Dealing with Universities

An important point to note is that universities aren’t particularly interested in making money for money’s own sake – but healthy income is critical to growing FEs and PUs, and (more importantly) serving the mission of the university to have an impact on its society and the world.

This can sometimes be confusing to funders and collaborators. We donated 50 microscopes, worth half a million each, for research – why isn’t the university more thankful? Chances are that we are; budget for equipment is always tight. But does that donation translate into a measurable increase in enrollment or publication? We give 30 postgraduate bursaries each year, worth R100k each – this is a strong negotation chip. Well, the value of a bursary to a university is indirect; it rather presents an advantage to students, which may or may not improve enrollment rates (would a student have been able to fund her own studies? what other bursaries were available?). The value of R1 investment in terms of FEs and PUs is rarely clear-cut.

In the end, however, these metrics are just measurable proxies for a university’s true resources: quickened minds, knowledge and ideas. A good university should never mistake the metric for the goal.

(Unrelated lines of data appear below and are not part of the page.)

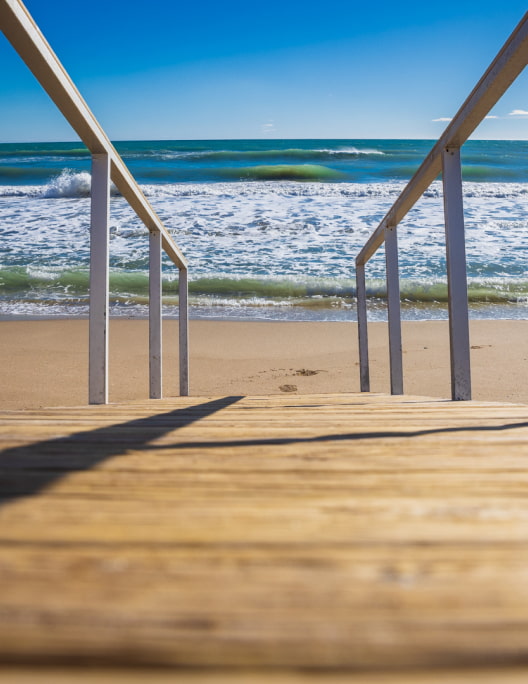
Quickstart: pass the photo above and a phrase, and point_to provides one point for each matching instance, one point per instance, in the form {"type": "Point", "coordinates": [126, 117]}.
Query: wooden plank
{"type": "Point", "coordinates": [361, 532]}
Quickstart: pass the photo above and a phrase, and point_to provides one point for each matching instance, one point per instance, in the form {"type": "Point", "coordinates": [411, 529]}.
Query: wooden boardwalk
{"type": "Point", "coordinates": [330, 533]}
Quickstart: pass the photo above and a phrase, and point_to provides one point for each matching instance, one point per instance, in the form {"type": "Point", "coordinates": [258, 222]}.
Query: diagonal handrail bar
{"type": "Point", "coordinates": [444, 158]}
{"type": "Point", "coordinates": [23, 33]}
{"type": "Point", "coordinates": [499, 76]}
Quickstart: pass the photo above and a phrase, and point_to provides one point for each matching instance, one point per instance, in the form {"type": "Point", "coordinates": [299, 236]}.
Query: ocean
{"type": "Point", "coordinates": [270, 228]}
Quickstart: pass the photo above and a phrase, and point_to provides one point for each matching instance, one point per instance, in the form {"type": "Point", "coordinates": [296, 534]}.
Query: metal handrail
{"type": "Point", "coordinates": [23, 33]}
{"type": "Point", "coordinates": [444, 159]}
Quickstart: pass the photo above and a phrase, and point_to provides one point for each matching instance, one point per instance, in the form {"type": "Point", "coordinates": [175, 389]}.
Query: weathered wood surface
{"type": "Point", "coordinates": [336, 531]}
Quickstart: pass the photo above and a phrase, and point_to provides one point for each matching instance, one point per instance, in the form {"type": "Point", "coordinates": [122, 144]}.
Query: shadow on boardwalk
{"type": "Point", "coordinates": [28, 469]}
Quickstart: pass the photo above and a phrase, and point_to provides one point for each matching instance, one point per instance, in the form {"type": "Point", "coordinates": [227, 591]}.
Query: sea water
{"type": "Point", "coordinates": [270, 228]}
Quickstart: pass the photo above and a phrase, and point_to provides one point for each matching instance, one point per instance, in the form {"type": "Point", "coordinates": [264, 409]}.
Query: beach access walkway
{"type": "Point", "coordinates": [350, 537]}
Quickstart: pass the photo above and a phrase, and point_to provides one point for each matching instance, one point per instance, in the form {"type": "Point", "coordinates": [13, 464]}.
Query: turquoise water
{"type": "Point", "coordinates": [271, 228]}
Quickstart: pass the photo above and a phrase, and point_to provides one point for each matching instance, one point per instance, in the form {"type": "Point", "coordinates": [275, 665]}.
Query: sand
{"type": "Point", "coordinates": [45, 363]}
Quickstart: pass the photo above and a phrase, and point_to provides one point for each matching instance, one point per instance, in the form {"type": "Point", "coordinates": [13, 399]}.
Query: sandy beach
{"type": "Point", "coordinates": [44, 363]}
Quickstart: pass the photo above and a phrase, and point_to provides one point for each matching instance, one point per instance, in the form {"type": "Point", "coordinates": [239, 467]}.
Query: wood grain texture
{"type": "Point", "coordinates": [355, 532]}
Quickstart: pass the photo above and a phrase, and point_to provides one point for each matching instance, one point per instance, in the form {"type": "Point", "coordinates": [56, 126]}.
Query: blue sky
{"type": "Point", "coordinates": [276, 69]}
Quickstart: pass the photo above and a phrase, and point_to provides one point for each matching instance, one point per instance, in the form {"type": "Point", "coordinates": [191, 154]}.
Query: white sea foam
{"type": "Point", "coordinates": [270, 231]}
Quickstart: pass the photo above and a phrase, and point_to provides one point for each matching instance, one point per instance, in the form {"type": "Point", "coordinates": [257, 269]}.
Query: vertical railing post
{"type": "Point", "coordinates": [155, 291]}
{"type": "Point", "coordinates": [456, 275]}
{"type": "Point", "coordinates": [99, 241]}
{"type": "Point", "coordinates": [394, 313]}
{"type": "Point", "coordinates": [183, 323]}
{"type": "Point", "coordinates": [361, 296]}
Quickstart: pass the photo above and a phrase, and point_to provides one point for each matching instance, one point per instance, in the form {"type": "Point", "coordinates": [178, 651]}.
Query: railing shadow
{"type": "Point", "coordinates": [341, 437]}
{"type": "Point", "coordinates": [28, 469]}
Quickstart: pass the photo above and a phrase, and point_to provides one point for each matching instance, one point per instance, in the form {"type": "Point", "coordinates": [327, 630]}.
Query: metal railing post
{"type": "Point", "coordinates": [361, 296]}
{"type": "Point", "coordinates": [394, 313]}
{"type": "Point", "coordinates": [155, 330]}
{"type": "Point", "coordinates": [99, 240]}
{"type": "Point", "coordinates": [456, 275]}
{"type": "Point", "coordinates": [183, 323]}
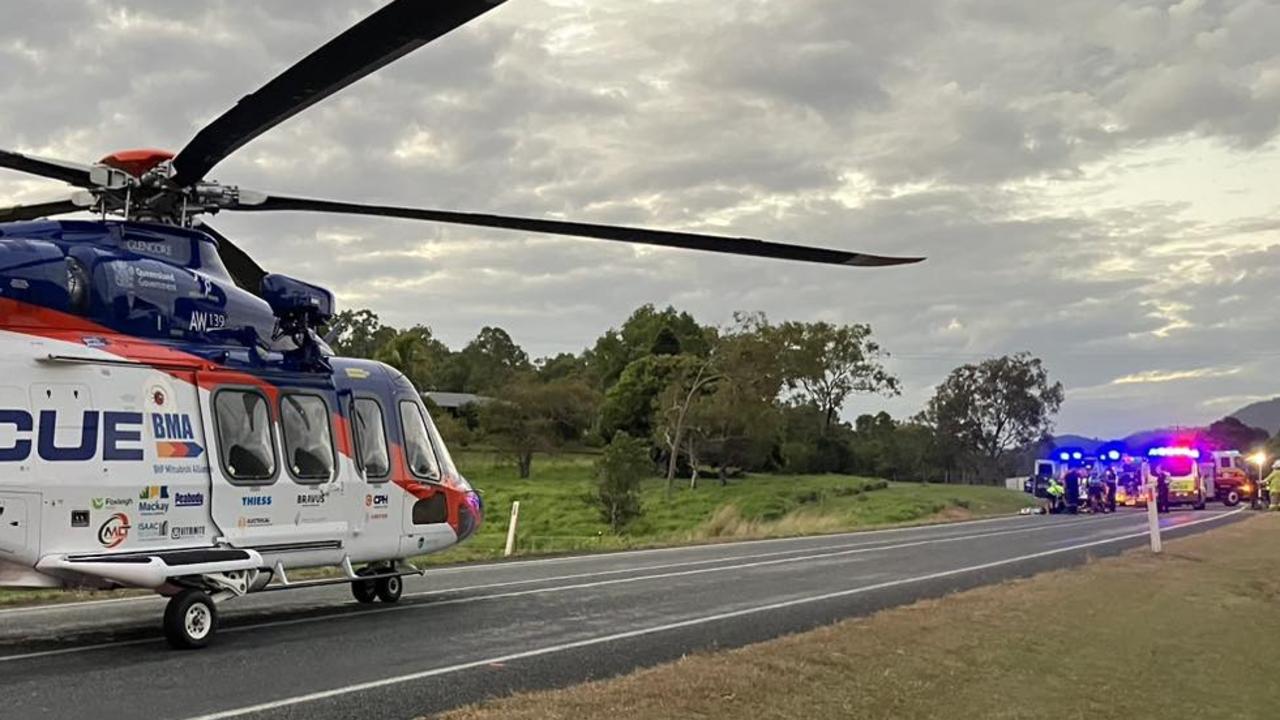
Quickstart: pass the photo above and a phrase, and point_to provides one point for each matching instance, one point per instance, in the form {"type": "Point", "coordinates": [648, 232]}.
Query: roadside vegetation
{"type": "Point", "coordinates": [560, 510]}
{"type": "Point", "coordinates": [1184, 634]}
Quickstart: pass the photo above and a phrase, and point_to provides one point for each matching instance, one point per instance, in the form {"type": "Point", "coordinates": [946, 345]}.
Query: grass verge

Google Scholar and the electronic library

Although structured academic databases such as Inspec and ISI Web of Knowledge still play an important role in research literature study, over the past few years, Google Scholar has certainly become my first choice for finding academic papers on topics in my field of research. It’s Googlishly quick, cuts across many repositories and databases, and its advanced search features make it easy to filter on date range, specific journals or magazines, and specific authors.

If you do your Google Scholar search from a computer on the Stellenbosch University network, you’ll notice that many of the search results carry a sidebar link entitled “Full-Text @ Stellenbosch”. Clicking on this link takes you directly to the university’s E-journal subscription service, from where you can download the PDF. Gone are the days of poking through the library bookshelves for the right journal, and lugging a heap of bound journals to the photocopier before you can go and read the papers.

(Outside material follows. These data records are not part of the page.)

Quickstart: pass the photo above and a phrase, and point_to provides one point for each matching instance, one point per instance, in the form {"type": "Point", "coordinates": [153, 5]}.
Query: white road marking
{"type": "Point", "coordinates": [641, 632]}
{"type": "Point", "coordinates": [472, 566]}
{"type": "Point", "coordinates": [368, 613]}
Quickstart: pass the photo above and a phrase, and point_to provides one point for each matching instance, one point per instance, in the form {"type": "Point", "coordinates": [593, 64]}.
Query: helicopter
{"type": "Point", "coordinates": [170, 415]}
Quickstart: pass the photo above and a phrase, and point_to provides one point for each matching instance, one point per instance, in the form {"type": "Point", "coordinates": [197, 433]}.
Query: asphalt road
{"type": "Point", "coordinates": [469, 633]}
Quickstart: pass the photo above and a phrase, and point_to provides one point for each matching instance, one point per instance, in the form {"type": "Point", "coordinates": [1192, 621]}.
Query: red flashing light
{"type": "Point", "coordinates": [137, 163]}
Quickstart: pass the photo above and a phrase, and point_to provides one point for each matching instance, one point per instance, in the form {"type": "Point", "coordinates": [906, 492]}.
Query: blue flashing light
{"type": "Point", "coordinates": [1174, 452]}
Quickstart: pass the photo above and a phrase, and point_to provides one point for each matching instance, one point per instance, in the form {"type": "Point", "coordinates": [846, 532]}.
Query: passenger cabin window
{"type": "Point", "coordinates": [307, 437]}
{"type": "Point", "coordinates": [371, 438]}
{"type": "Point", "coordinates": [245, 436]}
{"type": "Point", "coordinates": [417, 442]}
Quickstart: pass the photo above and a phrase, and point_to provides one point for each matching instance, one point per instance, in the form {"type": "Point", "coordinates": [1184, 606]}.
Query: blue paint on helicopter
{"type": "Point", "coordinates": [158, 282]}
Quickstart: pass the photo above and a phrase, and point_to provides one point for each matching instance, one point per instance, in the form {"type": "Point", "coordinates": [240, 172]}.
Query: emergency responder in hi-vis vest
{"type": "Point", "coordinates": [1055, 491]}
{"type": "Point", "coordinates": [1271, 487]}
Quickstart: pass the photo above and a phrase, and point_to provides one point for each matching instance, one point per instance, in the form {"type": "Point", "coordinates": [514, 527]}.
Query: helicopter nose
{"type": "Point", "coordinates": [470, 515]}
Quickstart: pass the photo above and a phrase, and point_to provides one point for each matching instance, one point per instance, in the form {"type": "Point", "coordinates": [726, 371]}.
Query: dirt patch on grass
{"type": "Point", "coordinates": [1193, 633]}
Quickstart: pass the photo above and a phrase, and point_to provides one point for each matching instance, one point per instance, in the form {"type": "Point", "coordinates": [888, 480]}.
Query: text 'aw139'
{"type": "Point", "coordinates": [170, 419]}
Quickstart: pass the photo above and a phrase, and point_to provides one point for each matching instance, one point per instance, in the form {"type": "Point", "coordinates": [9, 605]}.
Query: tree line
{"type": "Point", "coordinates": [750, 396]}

Many of us also spend much of our research time on our own computers, away from the university network. Did you know that you can also easily access your institution’s E-journal subscription from your own study? Setting it up is simple enough:

  1. Visit Google Scholar, and make sure you are logged in to your Google Account.
  2. Click on the Scholar Preferences link on the top right.
  3. At the “Library Links” section, enter “Stellenbosch” (our your institution’s name, if you study or work elsewhere) and hit the “Find” button.
  4. Tick the box.

You should now see the “Full-Text @ Stellenbosch” link whenever you browse Google Scholar results. When you’re not on the university website, you will have to enter your university login name and password to access the PDFs.

What’s a PhD?

A colleague points out this quite excellent and accurate illustrated guide to a PhD. This is definitely worth contemplating if you consider doing (or have just started) your doctorate research. And if you have a doctorate, the last picture should help you keep things in perspective :)

Incentive system: bad for scholarship?

University World News carried the following interesting piece today:

Research has become, over the last decade or so, a commodity in South Africa. Of course, this has always partially been the case with applied research. Studies have always been commissioned or funded by industries and government departments, with the aim of improving upon the products or services provided, innovating new ways of doing things and increasing efficiency and effectiveness.

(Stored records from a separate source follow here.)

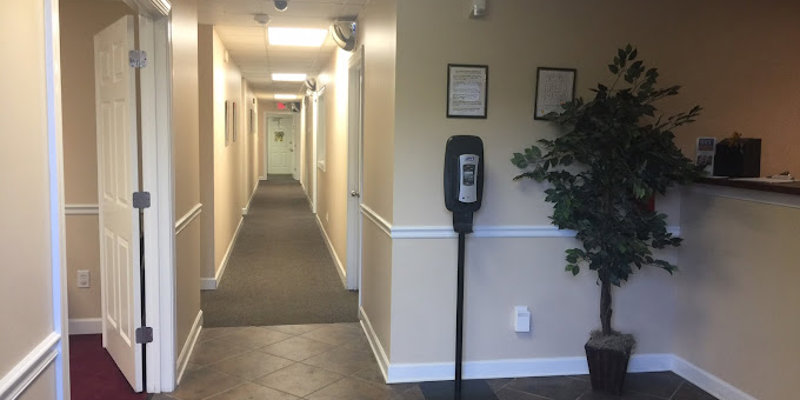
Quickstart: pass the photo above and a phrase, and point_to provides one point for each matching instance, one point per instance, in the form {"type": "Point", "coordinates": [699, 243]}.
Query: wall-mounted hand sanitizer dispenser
{"type": "Point", "coordinates": [463, 179]}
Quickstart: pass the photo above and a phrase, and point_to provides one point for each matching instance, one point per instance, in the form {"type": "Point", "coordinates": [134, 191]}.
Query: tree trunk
{"type": "Point", "coordinates": [605, 306]}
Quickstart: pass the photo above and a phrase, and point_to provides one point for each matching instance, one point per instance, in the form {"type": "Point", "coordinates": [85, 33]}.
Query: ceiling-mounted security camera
{"type": "Point", "coordinates": [261, 18]}
{"type": "Point", "coordinates": [344, 34]}
{"type": "Point", "coordinates": [281, 5]}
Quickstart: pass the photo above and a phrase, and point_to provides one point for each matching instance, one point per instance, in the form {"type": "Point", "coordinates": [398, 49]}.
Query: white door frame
{"type": "Point", "coordinates": [158, 179]}
{"type": "Point", "coordinates": [355, 72]}
{"type": "Point", "coordinates": [55, 160]}
{"type": "Point", "coordinates": [295, 146]}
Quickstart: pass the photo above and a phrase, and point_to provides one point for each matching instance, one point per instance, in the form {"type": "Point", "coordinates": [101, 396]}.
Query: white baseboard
{"type": "Point", "coordinates": [207, 283]}
{"type": "Point", "coordinates": [85, 326]}
{"type": "Point", "coordinates": [374, 343]}
{"type": "Point", "coordinates": [246, 209]}
{"type": "Point", "coordinates": [339, 266]}
{"type": "Point", "coordinates": [517, 368]}
{"type": "Point", "coordinates": [188, 347]}
{"type": "Point", "coordinates": [22, 375]}
{"type": "Point", "coordinates": [708, 382]}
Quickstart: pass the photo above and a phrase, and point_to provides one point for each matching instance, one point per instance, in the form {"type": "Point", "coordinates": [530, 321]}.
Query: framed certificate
{"type": "Point", "coordinates": [554, 87]}
{"type": "Point", "coordinates": [467, 87]}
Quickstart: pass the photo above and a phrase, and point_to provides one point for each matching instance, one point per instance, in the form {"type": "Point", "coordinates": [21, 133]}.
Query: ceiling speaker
{"type": "Point", "coordinates": [344, 34]}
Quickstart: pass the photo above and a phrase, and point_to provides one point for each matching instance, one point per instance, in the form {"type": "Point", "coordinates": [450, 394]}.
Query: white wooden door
{"type": "Point", "coordinates": [281, 145]}
{"type": "Point", "coordinates": [354, 171]}
{"type": "Point", "coordinates": [118, 178]}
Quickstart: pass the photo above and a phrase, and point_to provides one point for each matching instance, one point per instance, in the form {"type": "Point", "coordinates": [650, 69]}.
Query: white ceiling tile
{"type": "Point", "coordinates": [245, 39]}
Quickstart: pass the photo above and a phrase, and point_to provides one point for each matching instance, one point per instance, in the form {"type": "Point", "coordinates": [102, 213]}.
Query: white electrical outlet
{"type": "Point", "coordinates": [83, 278]}
{"type": "Point", "coordinates": [522, 319]}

The article goes on to discuss the ways in which the publication subsidy system in South Africa could encourage academics to “salami-slice” research, and publish in less prestigious journals. Read the full report here.

The opinion will surely not be a surprise to any South African academic. I’m rather intrigued by Rhodes University‘s system, which seems to be more balanced (although it seems to replace an objective subsidy system with a subjective one, which may introduce problems of its own).